A lot has been written on what constitutes a cloud based offering versus hosted solutions (aka on-demand) offerings versus on-premise offering. Why is this important in the age of big data? This is relevant since the three classes mentioned above of operational structure of software strongly influences the big data governance and practices. Lets consider each of the three classes below and lets start with on-premise offerings that were the main stay of software products available till recently.
On-premise software is sometimes also referred to as shrink-wrapped software. The idea for installing is simple, the IT/Operations team (and in many cases individuals) either download the software from a central server or use a CD to install the software. Once installation some configuration is needed and that is all. The vendor of the software or the corporation installing the software have very limited access to the data and meta data associated with the software. The information is spread out and the only way is to periodically back up the information in some central server where you hope it can be analyzed etc. The problems are just beginning. Some of the problems worth noting are - 1) privacy issues. 2) data is not factored for multi-user support, and 3) lack of any tools that can analyze siloed data. Hence trying to make use of this kind of data is pretty much a non-starter and is not recommended.
Lets now consider a close cousin of the on-premise offerings referred earlier as the on-demand solutions. Some smart people figured that on-premise solutions are not for everyone and so they rented data center space and hosted servers. Conceptually, software installed on one server could be used by one of their tenants. This was and is a business solution to the address lack of IT skills. It worked great, People loved the companies that offered such services and they are still in existence today and making money. Without taking any further detour on the business side of on-demand solutions, lets dive back into the data aspects of it. The problems like on-premise solution do not go away. To add to the concerns listed earlier the new issue that must be tacked are the legal problems since each "slice" of data is owned by a different tenant. Some people have tried to create a centralized location for some of the data for further analysis but success doing so is limited to certain use cases.
Now lets move on to the third option on the list-Cloud based solutions/offerings. What is a cloud based offering? It kind of looks like the on-demand solutions in many ways. You do not need to buy any software, you do not need to install it. You get a URL to login and use and its available any where you can get network connectivity much like the on-demand flavor. The biggest difference is in organization of data behind the curtain. Your data sits in the same schema as any other tenants; I will skip over the security and privacy guards implemented since its not relevant for this discussion. The biggest benefit that you get is that your data is is in a format that can be easily utilized for analysis by Business Intelligence tools. This is not a coincidence but due to conscientious design choices made by the vendor. And, why is that? Since data intelligence and data analytics add-ons can be a big revenue stream for the vendor.
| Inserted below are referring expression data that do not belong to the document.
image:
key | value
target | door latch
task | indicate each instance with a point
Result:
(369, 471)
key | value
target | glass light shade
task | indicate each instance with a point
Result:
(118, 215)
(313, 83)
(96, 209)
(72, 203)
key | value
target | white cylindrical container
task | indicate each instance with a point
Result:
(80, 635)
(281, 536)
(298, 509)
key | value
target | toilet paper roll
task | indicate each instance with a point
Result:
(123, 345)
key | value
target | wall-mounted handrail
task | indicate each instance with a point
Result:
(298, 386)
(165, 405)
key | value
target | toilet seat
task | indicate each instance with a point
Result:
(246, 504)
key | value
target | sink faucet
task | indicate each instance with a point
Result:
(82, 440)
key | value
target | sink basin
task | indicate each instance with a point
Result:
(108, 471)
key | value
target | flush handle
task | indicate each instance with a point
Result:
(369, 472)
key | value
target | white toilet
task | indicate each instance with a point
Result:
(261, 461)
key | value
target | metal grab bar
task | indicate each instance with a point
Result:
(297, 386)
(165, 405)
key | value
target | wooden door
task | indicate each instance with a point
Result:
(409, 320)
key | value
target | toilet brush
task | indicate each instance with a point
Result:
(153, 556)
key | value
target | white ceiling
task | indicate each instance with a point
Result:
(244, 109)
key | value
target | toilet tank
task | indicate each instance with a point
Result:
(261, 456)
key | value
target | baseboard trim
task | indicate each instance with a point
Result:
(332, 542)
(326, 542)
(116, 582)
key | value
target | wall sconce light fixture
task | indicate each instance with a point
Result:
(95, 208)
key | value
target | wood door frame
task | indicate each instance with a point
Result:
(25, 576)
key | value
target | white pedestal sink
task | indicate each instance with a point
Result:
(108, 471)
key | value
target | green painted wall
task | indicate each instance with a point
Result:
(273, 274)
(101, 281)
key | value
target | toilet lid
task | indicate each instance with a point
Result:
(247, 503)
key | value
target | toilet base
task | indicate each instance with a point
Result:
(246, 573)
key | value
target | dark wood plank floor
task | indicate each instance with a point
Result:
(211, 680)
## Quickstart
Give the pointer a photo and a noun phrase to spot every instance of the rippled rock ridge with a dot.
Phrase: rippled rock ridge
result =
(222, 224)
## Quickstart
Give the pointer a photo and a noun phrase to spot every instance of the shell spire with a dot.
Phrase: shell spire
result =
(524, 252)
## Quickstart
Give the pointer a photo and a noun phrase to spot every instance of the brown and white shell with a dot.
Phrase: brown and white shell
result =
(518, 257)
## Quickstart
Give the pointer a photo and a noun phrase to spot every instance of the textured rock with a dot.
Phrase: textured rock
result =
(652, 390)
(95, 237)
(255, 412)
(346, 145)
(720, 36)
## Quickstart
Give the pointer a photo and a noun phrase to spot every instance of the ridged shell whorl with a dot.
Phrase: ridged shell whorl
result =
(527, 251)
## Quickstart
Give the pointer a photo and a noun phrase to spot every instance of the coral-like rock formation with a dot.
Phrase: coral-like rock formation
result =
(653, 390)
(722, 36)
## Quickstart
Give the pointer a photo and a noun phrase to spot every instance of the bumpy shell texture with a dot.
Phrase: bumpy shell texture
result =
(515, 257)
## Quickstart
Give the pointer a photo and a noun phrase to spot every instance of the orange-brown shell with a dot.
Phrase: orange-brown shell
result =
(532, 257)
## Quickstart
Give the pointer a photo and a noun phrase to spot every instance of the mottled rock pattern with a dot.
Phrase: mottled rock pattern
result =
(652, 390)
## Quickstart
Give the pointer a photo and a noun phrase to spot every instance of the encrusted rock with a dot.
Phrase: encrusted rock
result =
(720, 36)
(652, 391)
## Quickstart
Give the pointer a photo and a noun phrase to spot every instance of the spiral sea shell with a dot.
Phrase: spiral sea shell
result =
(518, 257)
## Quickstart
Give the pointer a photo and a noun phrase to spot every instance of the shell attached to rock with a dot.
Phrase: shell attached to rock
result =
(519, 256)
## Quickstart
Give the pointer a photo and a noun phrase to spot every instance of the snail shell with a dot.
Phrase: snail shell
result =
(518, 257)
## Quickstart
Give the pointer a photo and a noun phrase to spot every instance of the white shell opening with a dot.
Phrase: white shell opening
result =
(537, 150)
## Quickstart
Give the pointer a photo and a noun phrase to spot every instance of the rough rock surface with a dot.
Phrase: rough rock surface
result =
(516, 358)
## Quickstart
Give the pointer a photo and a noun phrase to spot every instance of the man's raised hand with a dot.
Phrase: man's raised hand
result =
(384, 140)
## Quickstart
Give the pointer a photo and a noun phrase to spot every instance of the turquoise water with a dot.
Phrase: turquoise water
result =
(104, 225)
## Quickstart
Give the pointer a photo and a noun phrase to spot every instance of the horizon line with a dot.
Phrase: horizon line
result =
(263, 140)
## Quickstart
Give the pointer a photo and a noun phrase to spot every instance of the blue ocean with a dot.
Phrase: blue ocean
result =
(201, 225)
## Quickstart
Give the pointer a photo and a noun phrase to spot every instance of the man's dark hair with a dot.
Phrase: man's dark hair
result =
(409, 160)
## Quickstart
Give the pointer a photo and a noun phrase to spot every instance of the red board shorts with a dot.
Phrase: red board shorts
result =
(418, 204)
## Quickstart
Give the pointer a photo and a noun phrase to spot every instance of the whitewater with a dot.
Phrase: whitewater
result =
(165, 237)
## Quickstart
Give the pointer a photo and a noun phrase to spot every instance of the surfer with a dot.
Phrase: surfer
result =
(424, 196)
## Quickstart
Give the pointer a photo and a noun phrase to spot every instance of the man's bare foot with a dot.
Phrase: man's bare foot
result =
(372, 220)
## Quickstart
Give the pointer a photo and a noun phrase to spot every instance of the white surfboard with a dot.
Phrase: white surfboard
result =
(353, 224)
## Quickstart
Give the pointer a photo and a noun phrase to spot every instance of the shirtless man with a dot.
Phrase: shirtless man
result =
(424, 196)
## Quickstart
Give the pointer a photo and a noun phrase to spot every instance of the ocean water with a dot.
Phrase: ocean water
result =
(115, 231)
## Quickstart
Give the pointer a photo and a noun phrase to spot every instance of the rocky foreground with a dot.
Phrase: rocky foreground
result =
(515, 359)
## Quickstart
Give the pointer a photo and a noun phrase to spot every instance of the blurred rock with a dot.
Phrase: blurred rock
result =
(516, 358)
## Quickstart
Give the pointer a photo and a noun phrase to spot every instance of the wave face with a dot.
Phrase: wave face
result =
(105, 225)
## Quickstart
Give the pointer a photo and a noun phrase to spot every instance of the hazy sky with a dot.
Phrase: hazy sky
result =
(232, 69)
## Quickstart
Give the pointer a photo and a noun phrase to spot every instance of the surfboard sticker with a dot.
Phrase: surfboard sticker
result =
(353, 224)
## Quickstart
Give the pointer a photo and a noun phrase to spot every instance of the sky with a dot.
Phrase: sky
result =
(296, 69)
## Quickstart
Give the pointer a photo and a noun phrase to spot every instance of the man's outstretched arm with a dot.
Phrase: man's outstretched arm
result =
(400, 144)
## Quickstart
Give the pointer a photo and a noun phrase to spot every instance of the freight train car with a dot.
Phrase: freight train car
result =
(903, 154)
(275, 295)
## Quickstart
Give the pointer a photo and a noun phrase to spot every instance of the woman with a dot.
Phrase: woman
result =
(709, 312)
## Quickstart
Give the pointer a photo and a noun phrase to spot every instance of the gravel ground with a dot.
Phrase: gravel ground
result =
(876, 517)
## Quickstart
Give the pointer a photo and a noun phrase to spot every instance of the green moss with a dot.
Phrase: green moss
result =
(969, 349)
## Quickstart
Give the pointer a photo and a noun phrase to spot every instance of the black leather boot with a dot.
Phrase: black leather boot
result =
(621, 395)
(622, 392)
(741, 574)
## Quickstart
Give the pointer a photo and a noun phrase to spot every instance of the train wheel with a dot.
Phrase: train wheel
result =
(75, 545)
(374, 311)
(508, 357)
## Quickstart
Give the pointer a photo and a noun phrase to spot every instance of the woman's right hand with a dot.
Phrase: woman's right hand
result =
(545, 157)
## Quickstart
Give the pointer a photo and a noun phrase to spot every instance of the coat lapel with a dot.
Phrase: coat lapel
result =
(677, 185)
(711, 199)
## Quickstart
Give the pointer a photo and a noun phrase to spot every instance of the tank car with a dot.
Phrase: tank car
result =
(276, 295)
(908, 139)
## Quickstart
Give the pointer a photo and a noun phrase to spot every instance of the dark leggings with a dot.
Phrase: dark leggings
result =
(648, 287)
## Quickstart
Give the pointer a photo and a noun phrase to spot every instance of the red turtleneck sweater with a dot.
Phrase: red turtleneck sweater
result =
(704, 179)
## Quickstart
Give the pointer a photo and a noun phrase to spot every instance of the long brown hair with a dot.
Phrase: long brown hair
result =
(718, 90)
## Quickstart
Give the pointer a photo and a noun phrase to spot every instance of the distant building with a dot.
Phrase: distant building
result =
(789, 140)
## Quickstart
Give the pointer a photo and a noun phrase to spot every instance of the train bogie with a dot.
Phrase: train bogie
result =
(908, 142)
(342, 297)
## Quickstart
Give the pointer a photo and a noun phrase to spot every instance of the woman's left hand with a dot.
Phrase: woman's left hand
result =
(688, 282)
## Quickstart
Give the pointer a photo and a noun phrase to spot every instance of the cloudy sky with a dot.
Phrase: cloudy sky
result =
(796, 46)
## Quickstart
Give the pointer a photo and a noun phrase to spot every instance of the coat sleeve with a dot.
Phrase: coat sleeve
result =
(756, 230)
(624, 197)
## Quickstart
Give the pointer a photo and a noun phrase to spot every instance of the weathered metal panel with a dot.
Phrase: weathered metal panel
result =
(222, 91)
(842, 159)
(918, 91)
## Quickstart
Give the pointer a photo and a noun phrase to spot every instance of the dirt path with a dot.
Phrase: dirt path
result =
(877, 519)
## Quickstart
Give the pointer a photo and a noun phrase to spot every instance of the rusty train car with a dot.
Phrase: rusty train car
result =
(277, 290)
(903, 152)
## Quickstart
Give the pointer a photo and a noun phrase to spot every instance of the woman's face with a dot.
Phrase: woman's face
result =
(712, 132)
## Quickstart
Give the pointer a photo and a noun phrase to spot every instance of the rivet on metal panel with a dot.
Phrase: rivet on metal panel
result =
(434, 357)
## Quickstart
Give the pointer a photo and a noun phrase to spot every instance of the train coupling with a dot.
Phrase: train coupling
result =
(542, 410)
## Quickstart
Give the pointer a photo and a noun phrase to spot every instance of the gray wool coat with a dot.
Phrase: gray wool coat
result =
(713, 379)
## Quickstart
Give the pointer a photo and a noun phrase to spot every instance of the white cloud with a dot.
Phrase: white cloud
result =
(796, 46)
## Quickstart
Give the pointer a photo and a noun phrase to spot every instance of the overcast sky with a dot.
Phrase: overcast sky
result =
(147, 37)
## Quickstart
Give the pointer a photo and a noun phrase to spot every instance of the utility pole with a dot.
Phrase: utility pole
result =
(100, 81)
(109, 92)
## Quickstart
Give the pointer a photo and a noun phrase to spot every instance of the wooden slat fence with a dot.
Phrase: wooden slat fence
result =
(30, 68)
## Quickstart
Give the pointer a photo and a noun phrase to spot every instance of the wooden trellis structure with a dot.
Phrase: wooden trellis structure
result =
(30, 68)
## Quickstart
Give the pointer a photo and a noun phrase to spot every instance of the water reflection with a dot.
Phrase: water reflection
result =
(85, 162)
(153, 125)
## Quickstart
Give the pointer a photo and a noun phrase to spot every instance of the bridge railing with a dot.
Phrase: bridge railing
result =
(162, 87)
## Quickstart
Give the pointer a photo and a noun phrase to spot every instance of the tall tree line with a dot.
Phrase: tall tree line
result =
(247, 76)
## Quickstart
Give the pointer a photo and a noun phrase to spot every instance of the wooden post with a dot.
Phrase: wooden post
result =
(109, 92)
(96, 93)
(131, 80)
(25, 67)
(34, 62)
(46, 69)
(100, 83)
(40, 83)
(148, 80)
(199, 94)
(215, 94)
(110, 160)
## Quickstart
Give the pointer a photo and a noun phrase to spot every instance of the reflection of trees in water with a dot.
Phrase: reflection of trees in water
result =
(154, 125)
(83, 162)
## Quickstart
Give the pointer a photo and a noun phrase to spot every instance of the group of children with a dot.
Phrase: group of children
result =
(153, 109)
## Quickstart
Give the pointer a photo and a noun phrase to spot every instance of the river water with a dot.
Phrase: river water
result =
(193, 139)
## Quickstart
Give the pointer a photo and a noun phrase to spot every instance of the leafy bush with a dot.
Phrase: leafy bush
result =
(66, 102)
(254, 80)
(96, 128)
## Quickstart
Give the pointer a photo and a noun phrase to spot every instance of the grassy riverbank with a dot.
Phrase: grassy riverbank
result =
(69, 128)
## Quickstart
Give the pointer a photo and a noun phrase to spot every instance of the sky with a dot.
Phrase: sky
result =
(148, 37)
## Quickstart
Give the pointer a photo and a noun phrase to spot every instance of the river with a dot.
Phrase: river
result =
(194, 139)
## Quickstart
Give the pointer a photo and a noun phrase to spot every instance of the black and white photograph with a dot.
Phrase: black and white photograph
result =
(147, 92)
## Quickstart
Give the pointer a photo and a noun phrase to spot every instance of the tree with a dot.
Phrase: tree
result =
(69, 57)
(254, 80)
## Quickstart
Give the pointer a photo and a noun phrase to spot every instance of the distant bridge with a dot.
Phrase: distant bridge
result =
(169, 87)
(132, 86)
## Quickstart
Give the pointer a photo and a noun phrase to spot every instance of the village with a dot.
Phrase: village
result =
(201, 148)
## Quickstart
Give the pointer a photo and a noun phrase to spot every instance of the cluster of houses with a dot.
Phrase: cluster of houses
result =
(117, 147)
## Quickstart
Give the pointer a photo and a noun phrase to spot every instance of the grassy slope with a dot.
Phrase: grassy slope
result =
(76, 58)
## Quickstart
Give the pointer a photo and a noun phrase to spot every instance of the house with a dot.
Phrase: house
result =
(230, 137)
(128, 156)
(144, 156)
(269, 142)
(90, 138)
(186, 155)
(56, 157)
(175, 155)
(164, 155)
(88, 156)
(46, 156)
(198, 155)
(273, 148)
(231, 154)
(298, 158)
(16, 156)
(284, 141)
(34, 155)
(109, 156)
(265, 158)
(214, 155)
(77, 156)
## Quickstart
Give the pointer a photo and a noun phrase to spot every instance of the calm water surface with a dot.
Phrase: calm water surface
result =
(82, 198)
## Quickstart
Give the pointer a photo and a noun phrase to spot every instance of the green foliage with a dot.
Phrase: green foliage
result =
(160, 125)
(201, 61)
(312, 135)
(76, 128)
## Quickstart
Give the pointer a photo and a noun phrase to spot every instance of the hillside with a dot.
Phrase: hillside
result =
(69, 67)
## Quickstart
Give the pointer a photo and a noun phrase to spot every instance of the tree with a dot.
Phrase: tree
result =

And if you are lucky and your vendor savvy enough, you might even benefit from network effect from all the other tenants of the cloud.
Having a cloud based spreadsheet (with superior collaborative and backup features) that can be used by your employees also gives you the option of choosing to run analytics on the types of spreadsheets your employees are working on and even compare your results with summary stats of the general user of the cloud based offering. Its kind of hard to do the same for either on-premise or on-demand offerings. And it even opens the door to some of the big data techniques that can enable a better understanding of your business.